He ran up to me, picked me up and spun me around like he did when I was very little. He looked really happy and he told me that he’d got a job! This made me cheer up, too, because when he’s got a job he treats everyone better and drinks less beer. Then he noticed that my eyes were still red from crying even though I was smiling and asked me what was wrong. I told him about the story I had to write, and he looked upset. He told me that I should go with him and he would help me write it. I wasn’t sure, but I went with him anyway.I didn’t know my dad knew anything about English, because he dropped out of school to be a builder when he wasn’t much older than me. What he told me really helped, though. He sat me down at my desk and with that big scary piece of blank paper in front of me we started to talk about what I would write.
“I don’t know what to write about! I have nothing to say!”
“That’s not true! You’re an interesting boy, Callum; you must have something to write about! Let me think about this… what about skateboarding? You love skateboarding!”

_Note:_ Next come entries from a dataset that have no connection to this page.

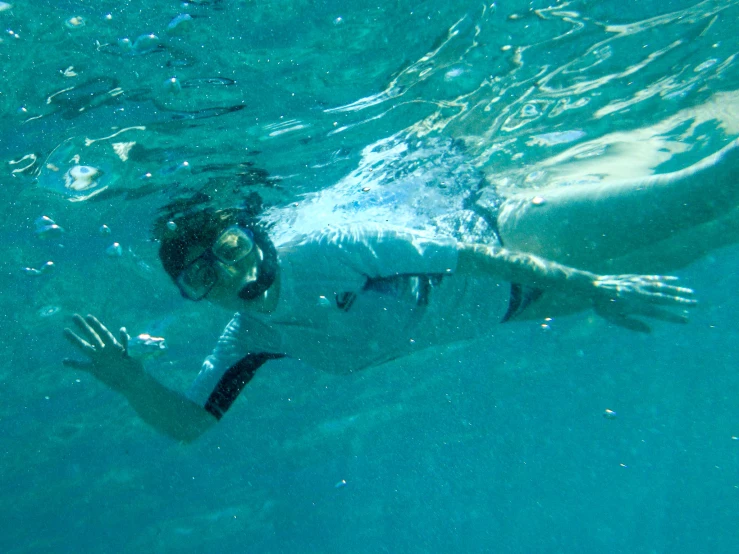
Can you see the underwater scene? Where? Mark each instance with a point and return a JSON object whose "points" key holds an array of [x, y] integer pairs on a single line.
{"points": [[567, 428]]}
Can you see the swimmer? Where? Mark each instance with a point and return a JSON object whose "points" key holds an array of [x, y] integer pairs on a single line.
{"points": [[348, 297]]}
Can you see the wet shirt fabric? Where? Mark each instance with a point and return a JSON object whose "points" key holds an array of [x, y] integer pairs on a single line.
{"points": [[355, 297]]}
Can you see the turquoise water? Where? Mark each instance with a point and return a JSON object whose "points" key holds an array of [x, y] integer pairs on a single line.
{"points": [[498, 446]]}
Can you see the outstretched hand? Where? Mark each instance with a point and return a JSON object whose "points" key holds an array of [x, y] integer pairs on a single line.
{"points": [[621, 297], [108, 358]]}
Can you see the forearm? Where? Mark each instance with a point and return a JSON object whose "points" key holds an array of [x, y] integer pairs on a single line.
{"points": [[167, 411], [523, 268]]}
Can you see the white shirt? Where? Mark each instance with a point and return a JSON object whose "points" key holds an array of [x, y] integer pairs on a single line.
{"points": [[359, 296]]}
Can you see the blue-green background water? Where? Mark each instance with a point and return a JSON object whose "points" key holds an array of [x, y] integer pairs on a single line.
{"points": [[498, 446]]}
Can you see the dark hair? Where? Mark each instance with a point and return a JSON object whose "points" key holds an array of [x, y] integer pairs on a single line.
{"points": [[202, 228]]}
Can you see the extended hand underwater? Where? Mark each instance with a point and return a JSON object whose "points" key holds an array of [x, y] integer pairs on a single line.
{"points": [[347, 297]]}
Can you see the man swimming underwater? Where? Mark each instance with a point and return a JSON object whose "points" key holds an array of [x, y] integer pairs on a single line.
{"points": [[348, 296]]}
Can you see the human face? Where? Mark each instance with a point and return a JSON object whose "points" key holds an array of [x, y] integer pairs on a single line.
{"points": [[231, 262]]}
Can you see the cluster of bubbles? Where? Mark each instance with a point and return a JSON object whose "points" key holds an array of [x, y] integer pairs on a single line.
{"points": [[48, 229]]}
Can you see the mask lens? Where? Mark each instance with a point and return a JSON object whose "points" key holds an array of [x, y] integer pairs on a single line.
{"points": [[233, 245], [197, 279]]}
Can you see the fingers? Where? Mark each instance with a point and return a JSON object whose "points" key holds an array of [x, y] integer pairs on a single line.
{"points": [[124, 339], [93, 338], [78, 342], [101, 331]]}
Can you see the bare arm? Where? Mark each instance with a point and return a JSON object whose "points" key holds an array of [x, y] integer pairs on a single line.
{"points": [[166, 410], [614, 297]]}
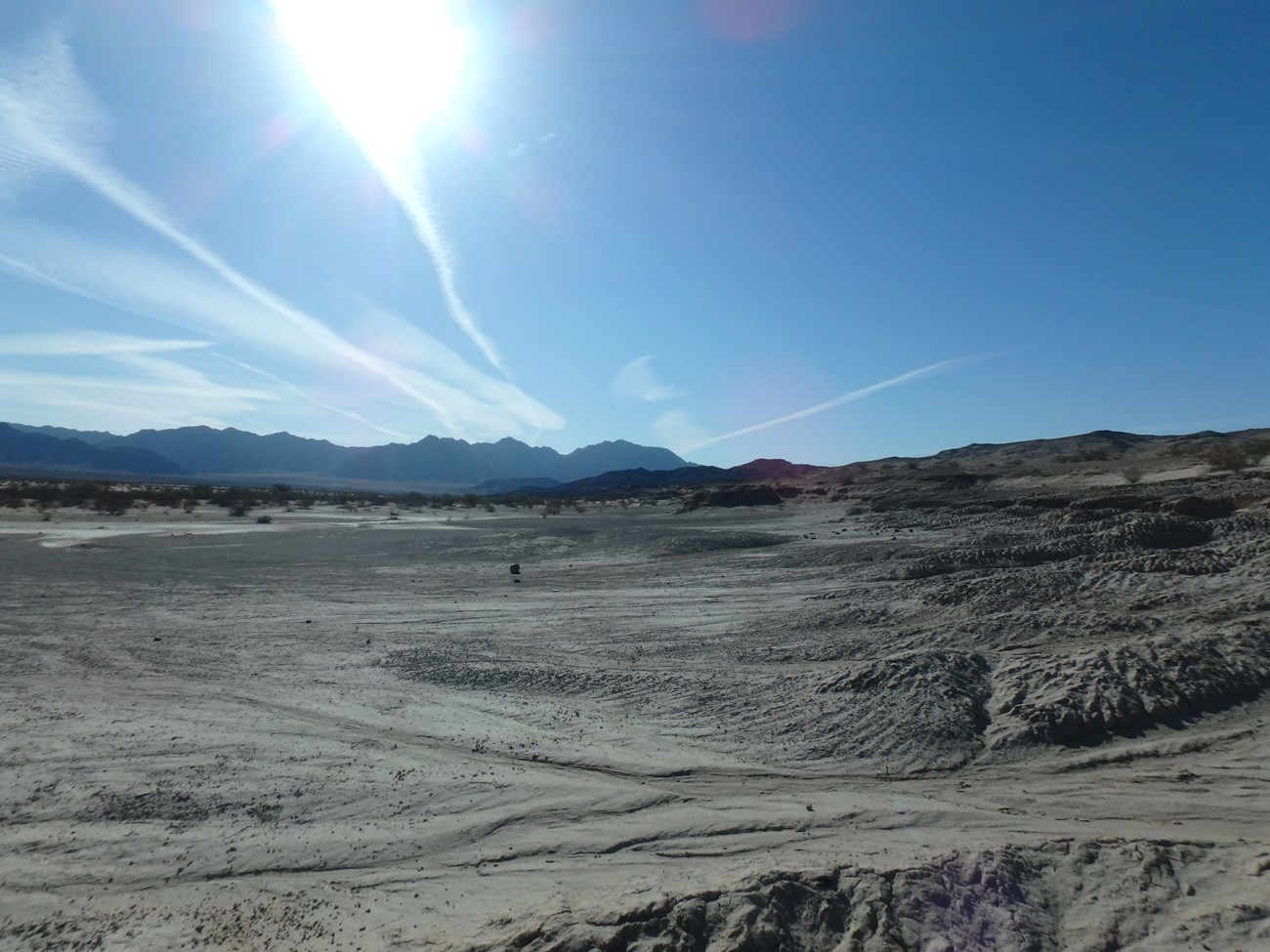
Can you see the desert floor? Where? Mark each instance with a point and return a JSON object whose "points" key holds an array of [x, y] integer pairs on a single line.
{"points": [[938, 726]]}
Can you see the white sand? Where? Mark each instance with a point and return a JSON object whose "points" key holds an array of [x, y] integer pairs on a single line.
{"points": [[337, 732]]}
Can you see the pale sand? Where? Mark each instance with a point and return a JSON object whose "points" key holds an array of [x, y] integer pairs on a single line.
{"points": [[338, 732]]}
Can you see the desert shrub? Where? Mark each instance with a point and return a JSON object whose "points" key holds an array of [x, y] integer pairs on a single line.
{"points": [[113, 502]]}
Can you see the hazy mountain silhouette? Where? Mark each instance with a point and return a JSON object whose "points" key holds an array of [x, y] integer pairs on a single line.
{"points": [[38, 449], [229, 453]]}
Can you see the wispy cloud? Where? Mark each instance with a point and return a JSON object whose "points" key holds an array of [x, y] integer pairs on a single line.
{"points": [[88, 343], [943, 366], [635, 381], [43, 110], [406, 360], [674, 431], [522, 147], [406, 182]]}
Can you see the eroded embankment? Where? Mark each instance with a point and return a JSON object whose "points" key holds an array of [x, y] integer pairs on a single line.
{"points": [[1061, 895]]}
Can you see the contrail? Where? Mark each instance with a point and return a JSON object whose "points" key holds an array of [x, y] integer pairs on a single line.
{"points": [[29, 135], [406, 183], [838, 401]]}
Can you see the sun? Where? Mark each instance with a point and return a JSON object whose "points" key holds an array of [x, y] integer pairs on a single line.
{"points": [[385, 66]]}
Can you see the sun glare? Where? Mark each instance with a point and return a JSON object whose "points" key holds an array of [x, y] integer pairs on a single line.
{"points": [[385, 66]]}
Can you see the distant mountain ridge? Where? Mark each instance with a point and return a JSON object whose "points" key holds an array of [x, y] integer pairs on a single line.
{"points": [[207, 452], [39, 449]]}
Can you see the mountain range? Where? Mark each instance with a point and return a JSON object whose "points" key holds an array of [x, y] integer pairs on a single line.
{"points": [[207, 453]]}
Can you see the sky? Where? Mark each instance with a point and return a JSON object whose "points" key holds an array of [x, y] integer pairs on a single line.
{"points": [[818, 229]]}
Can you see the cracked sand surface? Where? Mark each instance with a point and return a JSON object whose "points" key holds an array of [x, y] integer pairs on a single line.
{"points": [[915, 727]]}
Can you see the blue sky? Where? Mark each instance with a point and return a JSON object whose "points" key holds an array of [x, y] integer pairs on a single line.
{"points": [[824, 229]]}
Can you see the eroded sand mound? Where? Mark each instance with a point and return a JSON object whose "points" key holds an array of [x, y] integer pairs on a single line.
{"points": [[938, 715], [1058, 896]]}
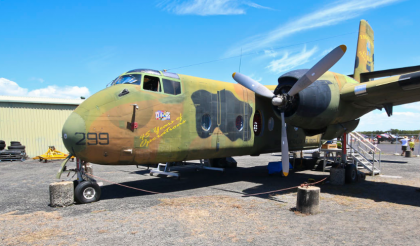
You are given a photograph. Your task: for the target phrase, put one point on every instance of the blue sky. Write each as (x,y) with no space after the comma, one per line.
(74,48)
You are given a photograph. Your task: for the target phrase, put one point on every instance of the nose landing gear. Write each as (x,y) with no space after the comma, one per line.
(86,189)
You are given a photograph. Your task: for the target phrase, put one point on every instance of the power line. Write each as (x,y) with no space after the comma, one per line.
(253,53)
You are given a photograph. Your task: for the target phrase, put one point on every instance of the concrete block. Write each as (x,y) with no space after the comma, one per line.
(61,194)
(337,176)
(308,200)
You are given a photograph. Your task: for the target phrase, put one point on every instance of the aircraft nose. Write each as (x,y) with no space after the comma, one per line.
(74,131)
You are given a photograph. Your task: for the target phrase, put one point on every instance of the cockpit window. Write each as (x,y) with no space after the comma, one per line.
(151,83)
(128,79)
(171,87)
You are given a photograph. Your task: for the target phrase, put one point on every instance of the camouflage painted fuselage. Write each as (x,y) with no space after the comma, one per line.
(169,127)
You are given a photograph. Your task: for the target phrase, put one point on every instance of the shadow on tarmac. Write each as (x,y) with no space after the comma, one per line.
(192,179)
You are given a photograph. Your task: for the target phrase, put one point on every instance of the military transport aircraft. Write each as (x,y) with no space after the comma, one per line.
(148,116)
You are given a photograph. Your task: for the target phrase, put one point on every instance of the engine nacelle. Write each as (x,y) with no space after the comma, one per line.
(313,108)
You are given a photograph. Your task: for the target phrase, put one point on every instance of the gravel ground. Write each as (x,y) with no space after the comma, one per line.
(208,208)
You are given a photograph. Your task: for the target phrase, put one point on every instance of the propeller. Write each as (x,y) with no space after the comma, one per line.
(281,100)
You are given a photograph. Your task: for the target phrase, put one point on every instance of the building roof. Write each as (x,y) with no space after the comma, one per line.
(40,100)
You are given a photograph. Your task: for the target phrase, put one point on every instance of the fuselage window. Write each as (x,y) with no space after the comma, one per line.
(151,83)
(133,79)
(239,123)
(257,123)
(171,87)
(270,124)
(206,122)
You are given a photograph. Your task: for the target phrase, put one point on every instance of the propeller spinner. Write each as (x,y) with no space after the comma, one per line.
(281,100)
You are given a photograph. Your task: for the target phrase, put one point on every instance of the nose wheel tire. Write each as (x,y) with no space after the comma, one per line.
(86,192)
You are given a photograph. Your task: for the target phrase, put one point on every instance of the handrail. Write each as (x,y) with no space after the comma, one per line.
(364,150)
(365,144)
(358,134)
(373,166)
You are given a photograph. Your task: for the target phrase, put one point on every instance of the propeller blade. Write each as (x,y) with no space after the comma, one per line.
(252,85)
(318,69)
(284,147)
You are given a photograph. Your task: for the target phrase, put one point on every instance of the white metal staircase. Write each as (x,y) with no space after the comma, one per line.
(364,153)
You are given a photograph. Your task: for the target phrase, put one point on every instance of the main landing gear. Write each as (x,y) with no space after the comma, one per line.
(86,189)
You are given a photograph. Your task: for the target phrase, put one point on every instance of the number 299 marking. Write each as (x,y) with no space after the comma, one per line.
(93,138)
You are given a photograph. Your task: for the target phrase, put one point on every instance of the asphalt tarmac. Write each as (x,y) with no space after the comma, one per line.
(208,208)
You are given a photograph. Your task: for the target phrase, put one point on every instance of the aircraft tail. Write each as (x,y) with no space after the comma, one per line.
(364,53)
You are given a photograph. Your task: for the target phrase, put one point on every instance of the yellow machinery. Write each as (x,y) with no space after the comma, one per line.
(52,154)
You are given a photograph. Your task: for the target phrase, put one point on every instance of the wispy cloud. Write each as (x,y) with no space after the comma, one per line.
(11,88)
(326,16)
(252,76)
(290,61)
(40,80)
(208,7)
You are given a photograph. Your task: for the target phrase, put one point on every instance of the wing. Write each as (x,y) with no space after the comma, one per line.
(384,93)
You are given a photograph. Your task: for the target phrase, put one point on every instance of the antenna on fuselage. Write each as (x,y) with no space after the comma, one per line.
(240,60)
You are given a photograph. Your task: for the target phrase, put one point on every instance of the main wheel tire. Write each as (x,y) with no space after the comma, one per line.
(351,173)
(86,192)
(16,147)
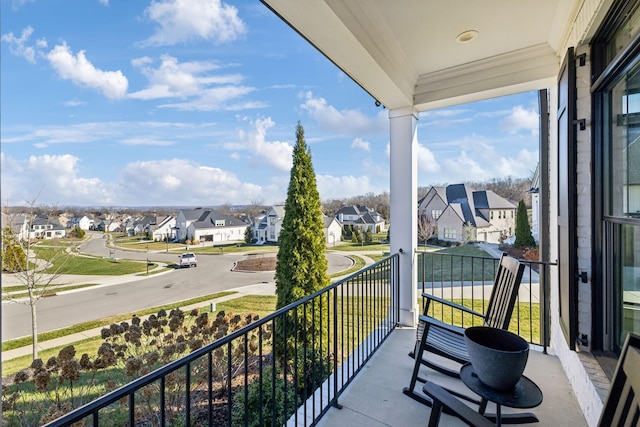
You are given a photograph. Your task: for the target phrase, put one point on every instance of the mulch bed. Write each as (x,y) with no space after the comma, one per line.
(257,263)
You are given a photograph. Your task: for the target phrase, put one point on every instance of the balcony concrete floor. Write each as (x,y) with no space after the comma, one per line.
(375,396)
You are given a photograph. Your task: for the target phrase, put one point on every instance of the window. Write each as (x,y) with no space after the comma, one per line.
(616,51)
(449,233)
(622,201)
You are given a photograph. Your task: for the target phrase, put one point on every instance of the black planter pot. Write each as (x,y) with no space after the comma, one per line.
(498,357)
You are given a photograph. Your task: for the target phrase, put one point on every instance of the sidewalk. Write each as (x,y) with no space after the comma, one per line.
(256,289)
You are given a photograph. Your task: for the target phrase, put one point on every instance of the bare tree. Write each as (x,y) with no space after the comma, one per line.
(36,274)
(426,228)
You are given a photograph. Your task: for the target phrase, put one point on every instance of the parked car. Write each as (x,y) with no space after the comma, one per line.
(188,259)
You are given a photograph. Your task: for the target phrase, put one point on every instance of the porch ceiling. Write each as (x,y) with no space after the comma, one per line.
(405,53)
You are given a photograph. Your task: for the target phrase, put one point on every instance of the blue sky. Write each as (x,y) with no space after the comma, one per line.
(195,102)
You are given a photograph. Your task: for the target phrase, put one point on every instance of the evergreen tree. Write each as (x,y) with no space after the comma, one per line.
(13,257)
(248,235)
(302,265)
(524,238)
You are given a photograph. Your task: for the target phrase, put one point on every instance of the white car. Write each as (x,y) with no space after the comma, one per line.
(188,259)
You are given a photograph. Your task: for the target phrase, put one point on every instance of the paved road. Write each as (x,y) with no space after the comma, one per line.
(212,275)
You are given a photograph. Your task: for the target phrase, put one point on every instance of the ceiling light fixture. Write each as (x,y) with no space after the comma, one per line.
(466,36)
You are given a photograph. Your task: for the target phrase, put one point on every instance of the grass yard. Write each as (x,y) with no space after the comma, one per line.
(81,327)
(525,320)
(65,263)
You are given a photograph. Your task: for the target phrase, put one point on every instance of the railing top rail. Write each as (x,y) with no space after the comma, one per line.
(488,258)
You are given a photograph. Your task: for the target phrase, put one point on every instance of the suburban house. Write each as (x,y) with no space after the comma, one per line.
(270,224)
(361,218)
(332,230)
(267,226)
(164,230)
(17,223)
(84,222)
(213,226)
(462,214)
(208,225)
(44,228)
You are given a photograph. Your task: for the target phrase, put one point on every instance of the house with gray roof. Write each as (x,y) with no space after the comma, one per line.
(361,218)
(209,225)
(461,214)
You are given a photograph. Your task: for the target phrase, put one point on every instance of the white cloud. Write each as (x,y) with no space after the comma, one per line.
(479,159)
(184,20)
(183,182)
(16,4)
(350,122)
(18,45)
(55,178)
(521,119)
(113,84)
(133,133)
(74,103)
(361,144)
(426,160)
(146,140)
(193,81)
(339,187)
(274,153)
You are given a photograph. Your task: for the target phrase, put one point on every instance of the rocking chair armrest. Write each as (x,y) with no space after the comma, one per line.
(430,321)
(450,304)
(442,397)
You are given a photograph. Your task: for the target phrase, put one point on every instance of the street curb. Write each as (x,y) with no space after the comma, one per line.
(256,289)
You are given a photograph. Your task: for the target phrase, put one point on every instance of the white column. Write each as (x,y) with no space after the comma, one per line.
(404,205)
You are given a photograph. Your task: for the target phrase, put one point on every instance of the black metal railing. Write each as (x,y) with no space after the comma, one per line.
(288,367)
(467,280)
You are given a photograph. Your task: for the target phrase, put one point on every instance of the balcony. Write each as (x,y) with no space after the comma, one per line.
(346,350)
(375,396)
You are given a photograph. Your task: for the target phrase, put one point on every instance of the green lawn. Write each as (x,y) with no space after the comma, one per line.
(359,264)
(65,263)
(458,266)
(81,327)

“Yeah, so what? ‘I love skateboarding’ isn’t much of a story!”
“That’s just the beginning, skateboarding is your inspiration! That means that it’s the thing that starts you off, something or someone that you like that makes you think!”
Dad was right. When I started to think about skateboarding, I could think of loads to say! I didn’t lose interest because skateboarding interests me, and whilst dad helped me I managed to write a pretty good story!
I wrote about a boy who wanted to be a pro skater, and who saved up money and went to California, and became famous as the world’s best skateboarder! Dad helped me with the tricky spelling and grammar, and by the end I was really proud of it. I put it in my bag and took it to school the next day.
Ms Effgrave walked past at the end of the lesson, shouting“Hand in your homework!” Usually I sit there dreading her arrival at my desk, but today I was happy. She came over and, expecting me not to have done it, looked like she was going to shout. That’s when I went into my bag, and pulled out my story! It was longer than what anyone else in the class had done! Ms Effgrave was so surprised she read it right there and then. She was amazed, and told me it was the best story I’d ever written for her. I was smiling from ear to ear, now. She asked me how I did it, and I explained to the whole class about inspiration. I got an A! I’ve never got an A before. I came home that day, dad was waiting for me, and when I told him that I got an A, he was so happy he took me out for pizza! Telling my dad about my problems helped me with writing stories in English. Whatever my dad may do, he still loves me, and now when I have a problem I feel like I can talk to him and things will get better.